Let’s compare. Google Code Project Hosting (GCPJ) vs SourceForge.net (SF).
You can start using GCPJ in <1 minute. With SF, you have to provide all those tax-forms-like details and wait until your request for the project is approved.
The project front page in GCPJ is cleaner than that in SF. Don’t even bother thinking about the old version of SF.
GCPJ’s label-based issues tracker is much more usable than the complicated SF’s one. Everyone hates a bug tracker anyway, somehow GCPJ is still humanly managaeble.
Often you want to put some information quickly and the GCPJ wiki is fantastic for that. No need to create some web pages, upload them, and so on. Yes there is also the wiki support for SF but how many of you use it or even are aware of it?
The download page in GCPJ is easier for eyes.

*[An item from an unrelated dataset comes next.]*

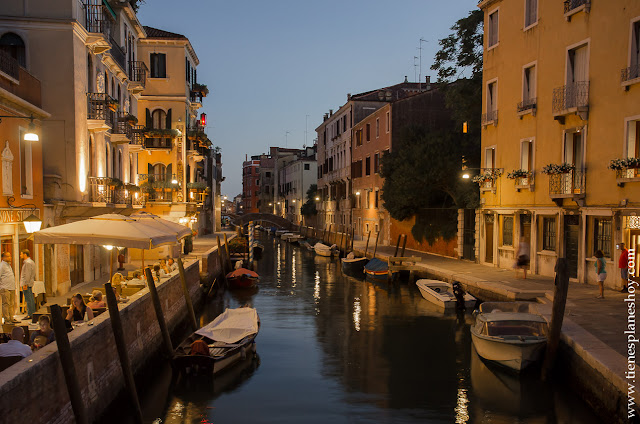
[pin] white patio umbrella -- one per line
(180, 231)
(107, 230)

Optional goodies are not packed within GCPJ. If you want to display some screenshots, redirect to Picasa Web Album. Need some mailing-lists? Connect the project to Google Groups.
Tracking the statistics (visits, hits, referrers) is easy because it is integrated with Google Analytics, which btw provides more useful information compared to the limited SF’s stat tool.
Administering your project in SF can make you scream (aloud!). It’s however dead simple in GCPJ.
SF’s subversion access is known to be flaky from time to time. GCPJ’s might not be the fastest, but so far it works smoothly.
GCPJ’s subversion viewer (the very latest feature of GCPJ) is a way way better than SF’s traditional one. Try both and prove it yourself.
In short: GCPJ is designed with Pareto Principle in mind. Most of the core features which the open-source developers (who, BTW, do not have so much free time) really need are made very easy to handle. It’s rather minimalist, it’s not perfect, but it improves over the time. SF is so dull and not for mortals.